Telco prioritizes streaming workloads as an infrastructure priority, with quick adoption of emerging tech following close.
For residential services, the increasing automation of customer support and related quality control are finally technologically mature enough to feel useful. Chatbots are often people's first encounter with business AI, but historically these bots have struggled with complexity. Now, AI agents can even take actions on human customer support representatives’ behalf.
We’re also seeing the rise of real-time, automated translations which will have a global impact on all communication.
Furthermore, AI embedded into communication infrastructures is increasingly able to predict system issues and dynamically allocate resources for more reliable service.
AI automation revolutionizes the energy industry through predictive modeling, optimizing distribution and consumption while enhancing grid security.
Anomaly detection was already a use case with incredible ROI in this sector, further optimizing such systems with agentic decision making is poised to generate even greater value.
The international energy market is a huge opportunity as well, as its sole reliance on predictive analytics makes it a prime candidate for agentic process optimization. Real-time trading, dynamic grid management, risk assessment, price and demand forecasting are all being utilized right now and are immediate beneficiaries of further fine-tuning by AI.
Industry still dominates AI research—their results dwarf universities or government agencies.
The public sector is trying to catch up globally, with some countries being more successful than others.
Furthermore, all eyes are on policymakers who are left with figuring out governance.

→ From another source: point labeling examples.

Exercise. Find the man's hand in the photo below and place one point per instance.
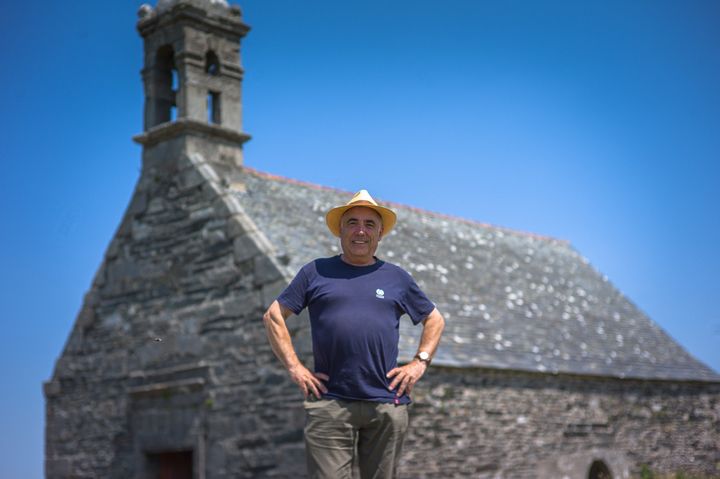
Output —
(406, 376)
(310, 383)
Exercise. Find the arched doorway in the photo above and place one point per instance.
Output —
(599, 470)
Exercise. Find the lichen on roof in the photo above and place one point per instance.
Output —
(511, 300)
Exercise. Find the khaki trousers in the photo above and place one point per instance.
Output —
(344, 435)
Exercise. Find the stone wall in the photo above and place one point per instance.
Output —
(169, 351)
(482, 423)
(169, 354)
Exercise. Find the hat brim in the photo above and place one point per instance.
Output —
(333, 217)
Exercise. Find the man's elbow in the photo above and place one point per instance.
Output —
(436, 320)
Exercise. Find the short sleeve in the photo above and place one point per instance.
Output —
(415, 303)
(294, 297)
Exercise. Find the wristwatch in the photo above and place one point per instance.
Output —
(424, 357)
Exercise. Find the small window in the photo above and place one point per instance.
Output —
(214, 107)
(212, 64)
(170, 465)
(165, 85)
(599, 470)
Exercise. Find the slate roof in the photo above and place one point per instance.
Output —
(511, 300)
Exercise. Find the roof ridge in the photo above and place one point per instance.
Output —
(272, 176)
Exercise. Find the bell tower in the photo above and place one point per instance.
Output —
(192, 79)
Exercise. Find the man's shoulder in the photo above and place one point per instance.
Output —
(396, 269)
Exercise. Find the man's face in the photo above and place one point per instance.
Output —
(360, 232)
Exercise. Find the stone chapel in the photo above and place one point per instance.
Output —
(545, 370)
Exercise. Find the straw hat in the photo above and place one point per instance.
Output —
(361, 198)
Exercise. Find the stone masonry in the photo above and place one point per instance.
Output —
(546, 370)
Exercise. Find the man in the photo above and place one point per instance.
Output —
(356, 398)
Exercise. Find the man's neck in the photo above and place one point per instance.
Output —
(347, 260)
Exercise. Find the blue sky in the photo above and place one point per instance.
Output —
(594, 122)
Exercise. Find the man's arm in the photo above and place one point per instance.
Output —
(279, 336)
(406, 376)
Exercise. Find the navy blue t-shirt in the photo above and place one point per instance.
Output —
(355, 319)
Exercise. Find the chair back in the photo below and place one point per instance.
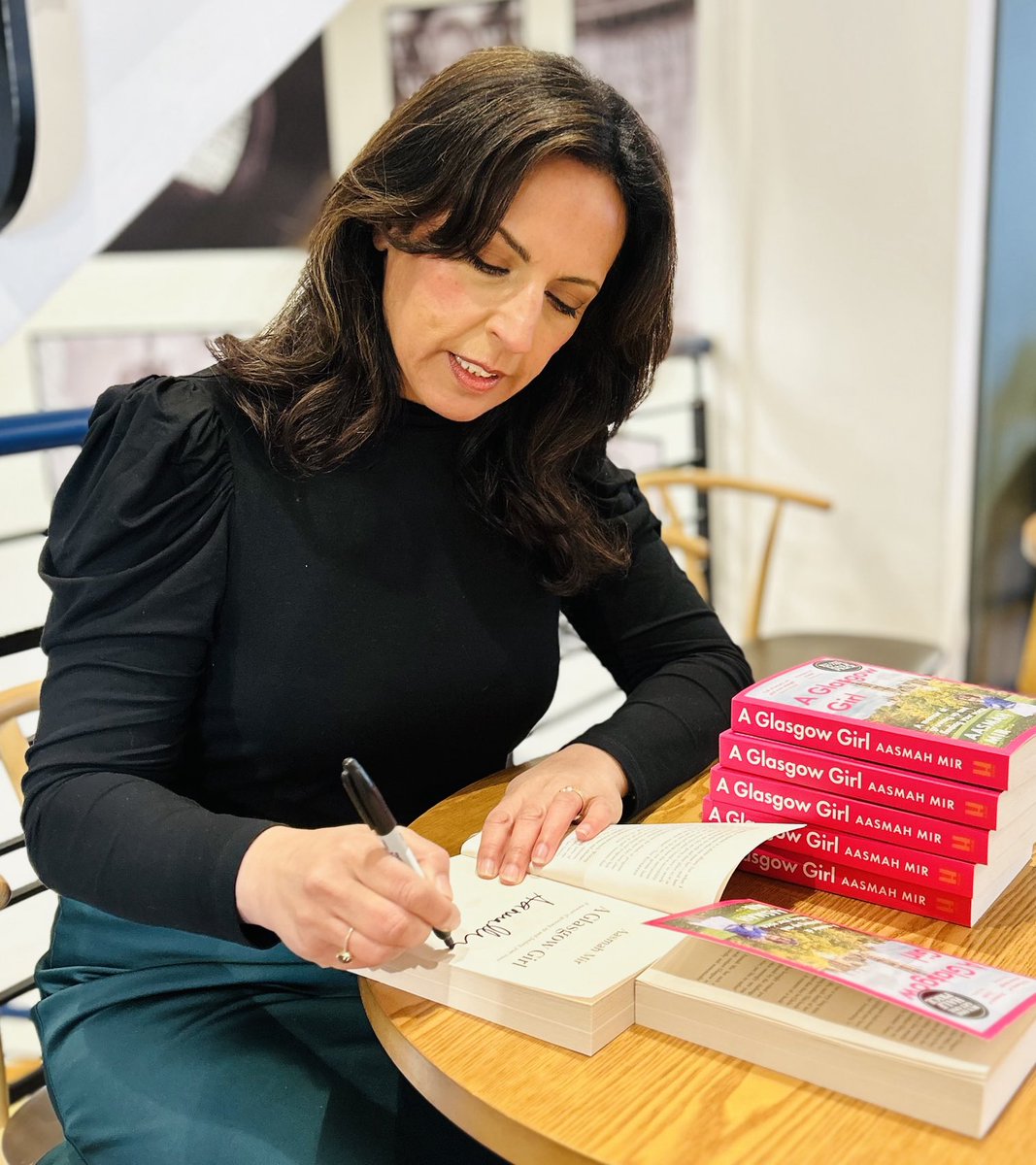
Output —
(15, 703)
(769, 653)
(665, 483)
(28, 1124)
(1025, 681)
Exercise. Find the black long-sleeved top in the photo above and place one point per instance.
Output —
(220, 635)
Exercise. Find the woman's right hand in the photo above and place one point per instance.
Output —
(324, 890)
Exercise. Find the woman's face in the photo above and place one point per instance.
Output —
(469, 333)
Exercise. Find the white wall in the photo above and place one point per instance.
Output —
(837, 251)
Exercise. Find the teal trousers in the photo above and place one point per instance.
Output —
(170, 1048)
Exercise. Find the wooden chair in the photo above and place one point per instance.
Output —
(28, 1124)
(15, 703)
(768, 653)
(1025, 681)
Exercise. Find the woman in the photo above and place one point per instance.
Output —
(353, 536)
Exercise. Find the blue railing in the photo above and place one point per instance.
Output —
(42, 430)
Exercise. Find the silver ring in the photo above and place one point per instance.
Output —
(343, 955)
(581, 795)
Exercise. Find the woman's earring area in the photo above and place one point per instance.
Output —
(343, 955)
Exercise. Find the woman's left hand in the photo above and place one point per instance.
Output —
(540, 805)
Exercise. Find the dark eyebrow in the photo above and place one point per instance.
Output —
(519, 250)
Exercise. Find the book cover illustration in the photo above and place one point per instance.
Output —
(961, 994)
(898, 699)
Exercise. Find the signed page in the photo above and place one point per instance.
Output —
(667, 867)
(541, 935)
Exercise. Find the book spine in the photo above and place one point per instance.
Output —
(919, 751)
(790, 803)
(948, 874)
(932, 796)
(863, 886)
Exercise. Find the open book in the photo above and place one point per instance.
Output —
(556, 956)
(929, 1035)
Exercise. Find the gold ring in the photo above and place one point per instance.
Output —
(581, 795)
(343, 955)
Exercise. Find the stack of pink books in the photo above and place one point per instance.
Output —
(912, 791)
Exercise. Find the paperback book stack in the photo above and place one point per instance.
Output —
(909, 791)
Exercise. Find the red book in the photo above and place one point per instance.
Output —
(868, 886)
(942, 727)
(931, 796)
(949, 874)
(913, 831)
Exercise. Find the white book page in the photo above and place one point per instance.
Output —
(540, 935)
(752, 984)
(665, 867)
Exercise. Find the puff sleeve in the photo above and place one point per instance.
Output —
(663, 646)
(135, 559)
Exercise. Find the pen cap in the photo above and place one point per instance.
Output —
(366, 798)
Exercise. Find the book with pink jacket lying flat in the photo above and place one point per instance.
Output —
(937, 1037)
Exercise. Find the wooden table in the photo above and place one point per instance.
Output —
(648, 1098)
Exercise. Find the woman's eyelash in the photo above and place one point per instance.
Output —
(485, 268)
(481, 265)
(562, 307)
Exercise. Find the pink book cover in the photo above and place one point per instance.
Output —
(924, 723)
(916, 866)
(970, 996)
(865, 818)
(863, 885)
(953, 801)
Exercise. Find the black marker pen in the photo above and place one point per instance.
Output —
(373, 811)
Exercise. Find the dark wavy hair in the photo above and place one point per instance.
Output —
(321, 379)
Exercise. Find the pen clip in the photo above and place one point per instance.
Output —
(366, 797)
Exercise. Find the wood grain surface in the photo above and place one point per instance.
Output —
(648, 1099)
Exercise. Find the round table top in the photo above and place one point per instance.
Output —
(648, 1098)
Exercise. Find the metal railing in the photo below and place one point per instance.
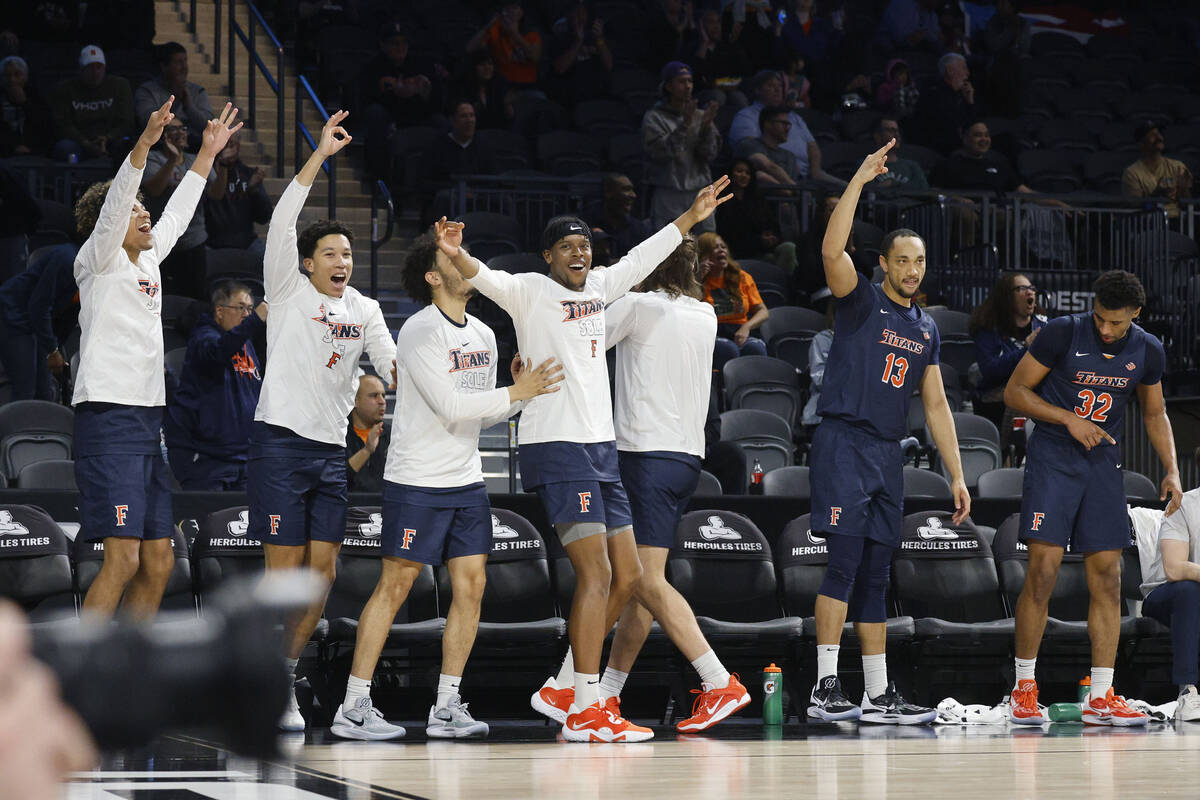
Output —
(247, 36)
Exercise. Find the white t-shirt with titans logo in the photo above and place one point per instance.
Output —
(313, 341)
(445, 394)
(555, 322)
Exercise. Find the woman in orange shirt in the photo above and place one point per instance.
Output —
(735, 296)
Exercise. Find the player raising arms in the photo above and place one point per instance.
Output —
(120, 394)
(1077, 380)
(319, 328)
(568, 443)
(435, 501)
(883, 347)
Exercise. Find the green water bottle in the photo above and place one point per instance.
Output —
(772, 696)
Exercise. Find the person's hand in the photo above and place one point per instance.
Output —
(1087, 433)
(874, 164)
(334, 137)
(157, 122)
(961, 501)
(217, 132)
(449, 236)
(533, 382)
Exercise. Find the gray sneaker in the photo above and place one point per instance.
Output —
(365, 722)
(454, 722)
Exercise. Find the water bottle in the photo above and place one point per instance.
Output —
(773, 695)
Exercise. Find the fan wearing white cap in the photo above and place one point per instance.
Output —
(93, 110)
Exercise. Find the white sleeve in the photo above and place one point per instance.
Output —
(178, 215)
(281, 264)
(426, 366)
(96, 254)
(639, 263)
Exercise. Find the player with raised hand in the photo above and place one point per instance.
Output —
(885, 347)
(1077, 379)
(120, 392)
(568, 443)
(319, 328)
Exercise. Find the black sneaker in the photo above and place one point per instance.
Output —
(891, 708)
(828, 702)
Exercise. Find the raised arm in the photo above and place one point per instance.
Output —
(840, 272)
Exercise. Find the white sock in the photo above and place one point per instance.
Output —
(875, 674)
(565, 678)
(827, 660)
(448, 686)
(355, 687)
(1102, 681)
(612, 681)
(711, 671)
(587, 690)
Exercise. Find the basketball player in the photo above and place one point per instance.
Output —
(435, 501)
(119, 396)
(319, 328)
(1077, 379)
(885, 347)
(665, 335)
(568, 443)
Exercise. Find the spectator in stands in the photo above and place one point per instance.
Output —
(234, 200)
(580, 58)
(1171, 588)
(898, 94)
(192, 106)
(736, 300)
(366, 437)
(681, 143)
(903, 173)
(93, 112)
(24, 115)
(910, 25)
(167, 164)
(481, 84)
(209, 419)
(949, 107)
(1155, 175)
(1003, 326)
(613, 216)
(516, 48)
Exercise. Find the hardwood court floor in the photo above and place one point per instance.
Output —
(737, 759)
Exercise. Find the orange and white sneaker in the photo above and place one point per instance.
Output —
(714, 704)
(1113, 710)
(552, 702)
(1023, 704)
(599, 723)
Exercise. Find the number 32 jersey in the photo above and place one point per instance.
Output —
(877, 360)
(1090, 378)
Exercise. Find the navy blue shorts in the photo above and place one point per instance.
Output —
(435, 525)
(1073, 497)
(659, 487)
(857, 483)
(124, 495)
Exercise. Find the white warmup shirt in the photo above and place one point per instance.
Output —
(445, 394)
(313, 341)
(120, 301)
(555, 322)
(664, 371)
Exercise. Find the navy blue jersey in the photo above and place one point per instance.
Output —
(1090, 378)
(879, 356)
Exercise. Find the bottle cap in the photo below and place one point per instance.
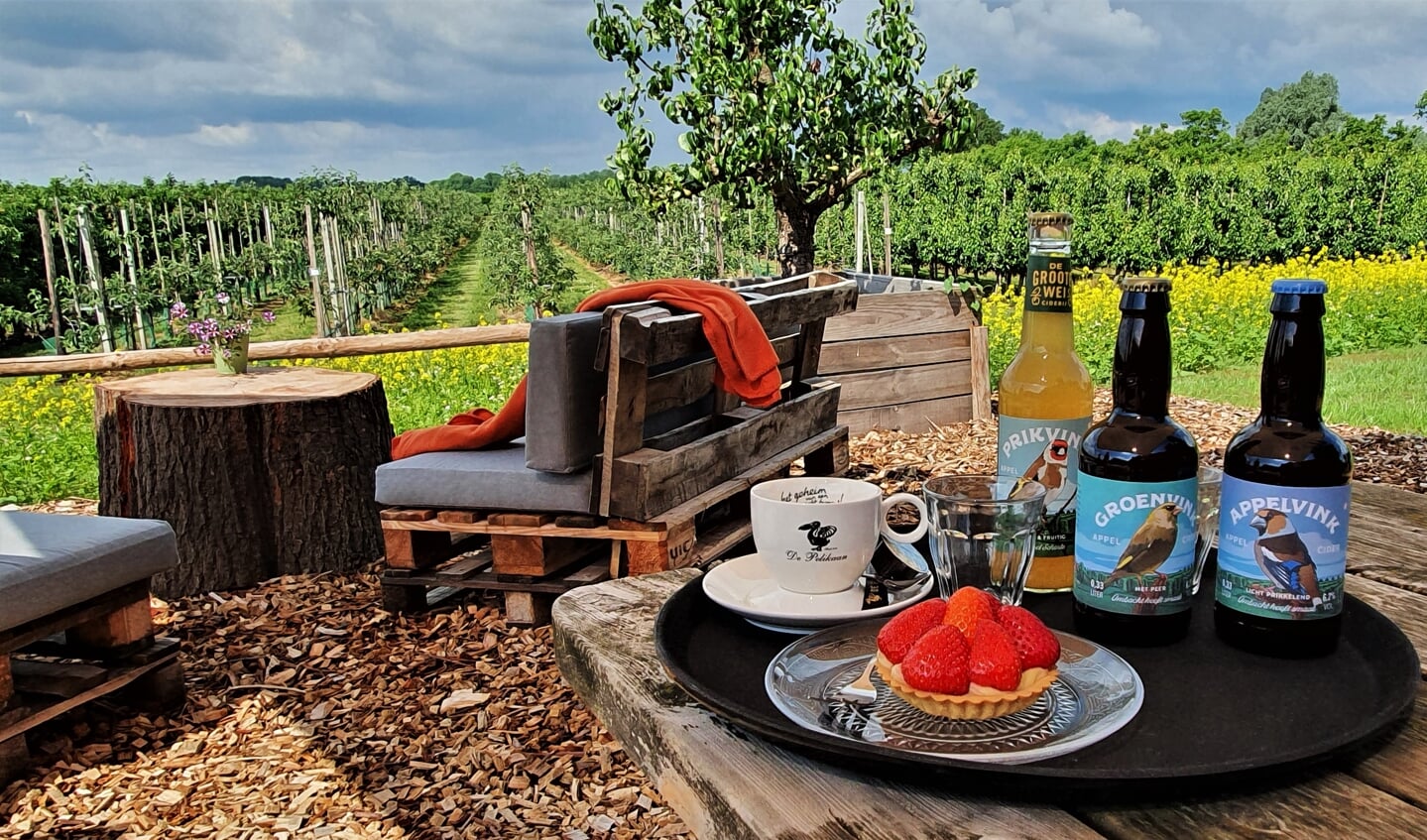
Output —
(1146, 284)
(1299, 286)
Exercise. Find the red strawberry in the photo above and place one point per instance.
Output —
(995, 661)
(897, 635)
(966, 608)
(938, 661)
(1034, 642)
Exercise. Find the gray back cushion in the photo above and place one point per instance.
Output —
(562, 393)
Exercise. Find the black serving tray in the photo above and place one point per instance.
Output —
(1213, 716)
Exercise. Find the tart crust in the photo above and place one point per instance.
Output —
(979, 703)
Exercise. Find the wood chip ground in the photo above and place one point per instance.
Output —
(314, 713)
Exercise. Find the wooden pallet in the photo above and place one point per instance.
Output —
(99, 648)
(533, 557)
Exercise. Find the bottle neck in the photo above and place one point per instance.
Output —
(1293, 370)
(1141, 355)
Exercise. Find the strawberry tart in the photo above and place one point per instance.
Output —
(968, 657)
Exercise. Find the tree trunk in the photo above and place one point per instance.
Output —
(795, 230)
(260, 475)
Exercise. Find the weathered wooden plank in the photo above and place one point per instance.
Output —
(981, 373)
(732, 786)
(1397, 766)
(691, 383)
(875, 352)
(1330, 806)
(897, 385)
(681, 335)
(912, 417)
(624, 394)
(1387, 537)
(650, 482)
(899, 314)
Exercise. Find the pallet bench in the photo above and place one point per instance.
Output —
(633, 462)
(74, 621)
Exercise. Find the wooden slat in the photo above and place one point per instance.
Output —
(875, 352)
(1330, 807)
(748, 478)
(163, 652)
(897, 385)
(913, 417)
(681, 335)
(694, 381)
(892, 315)
(649, 482)
(981, 374)
(627, 380)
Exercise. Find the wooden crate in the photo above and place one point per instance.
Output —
(534, 557)
(104, 647)
(910, 357)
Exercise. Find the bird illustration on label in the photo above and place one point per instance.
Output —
(1283, 556)
(1050, 469)
(1150, 546)
(818, 534)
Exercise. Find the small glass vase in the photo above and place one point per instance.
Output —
(233, 362)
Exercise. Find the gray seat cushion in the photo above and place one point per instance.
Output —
(488, 479)
(562, 393)
(53, 560)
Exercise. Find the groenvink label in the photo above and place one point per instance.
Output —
(1281, 550)
(1047, 284)
(1049, 452)
(1134, 545)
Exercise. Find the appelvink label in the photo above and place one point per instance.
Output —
(1281, 550)
(1049, 452)
(1134, 545)
(1047, 284)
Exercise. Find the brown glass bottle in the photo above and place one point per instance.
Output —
(1284, 475)
(1134, 527)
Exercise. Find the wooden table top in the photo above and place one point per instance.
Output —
(730, 784)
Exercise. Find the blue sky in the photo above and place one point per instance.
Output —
(217, 88)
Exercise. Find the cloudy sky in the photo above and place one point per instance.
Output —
(217, 88)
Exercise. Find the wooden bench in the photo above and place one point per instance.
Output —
(74, 621)
(910, 357)
(668, 458)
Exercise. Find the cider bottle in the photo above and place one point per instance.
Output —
(1284, 498)
(1139, 491)
(1046, 400)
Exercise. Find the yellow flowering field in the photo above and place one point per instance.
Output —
(48, 433)
(1219, 314)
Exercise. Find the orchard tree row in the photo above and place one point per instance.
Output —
(97, 264)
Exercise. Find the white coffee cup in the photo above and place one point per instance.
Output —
(816, 535)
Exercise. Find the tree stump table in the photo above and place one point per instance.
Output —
(264, 474)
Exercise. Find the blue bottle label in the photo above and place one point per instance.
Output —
(1046, 451)
(1281, 550)
(1134, 545)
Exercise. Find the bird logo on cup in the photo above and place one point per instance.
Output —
(818, 534)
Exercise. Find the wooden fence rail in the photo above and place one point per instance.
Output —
(301, 348)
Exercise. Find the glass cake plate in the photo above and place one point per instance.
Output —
(1095, 695)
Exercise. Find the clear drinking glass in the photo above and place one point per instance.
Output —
(984, 533)
(1206, 520)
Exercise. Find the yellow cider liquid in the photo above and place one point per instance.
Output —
(1047, 381)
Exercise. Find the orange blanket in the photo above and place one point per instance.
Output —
(747, 364)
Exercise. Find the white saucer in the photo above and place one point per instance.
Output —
(745, 586)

Having said that, the states’ AI use cases are plenty and promising: predictive maintenance of public properties, real-time analytics of important data for timely intervention, public education reforms with revolutionary personalization, and overall process automation—all great prospects for the future.
The US government has recently made their top current AI use cases public. The Department of Energy is leveraging AI the most by far, followed by Health and Human Services, Commerce, and Homeland Security respectively.
And now, let’s zoom out again.
Looking beyond current applications, several factors could shape AI's trajectory.
We are aware that rapid technological progress can radically shift the course we all will take.
Here are some dynamics we can forecast relatively safely:
People across all industries are more cognizant of AI’s potential impact—but the use cases and technical solutions that carry the most value can continue to elude people as tech advances are happening faster than most organizations are used to responding.
2024 is the year of AI agents. Will 2025 be about them still? We can only expect the unexpected and prepare for the next step of evolution.
You have to be ready to dramatically accelerate the democratization of data and AI in the enterprise and incorporate today’s solutions into a unified data intelligence foundation.
Only those ready for continuous adaptation will achieve future-proof scalability and robustness and strike real gold with AI.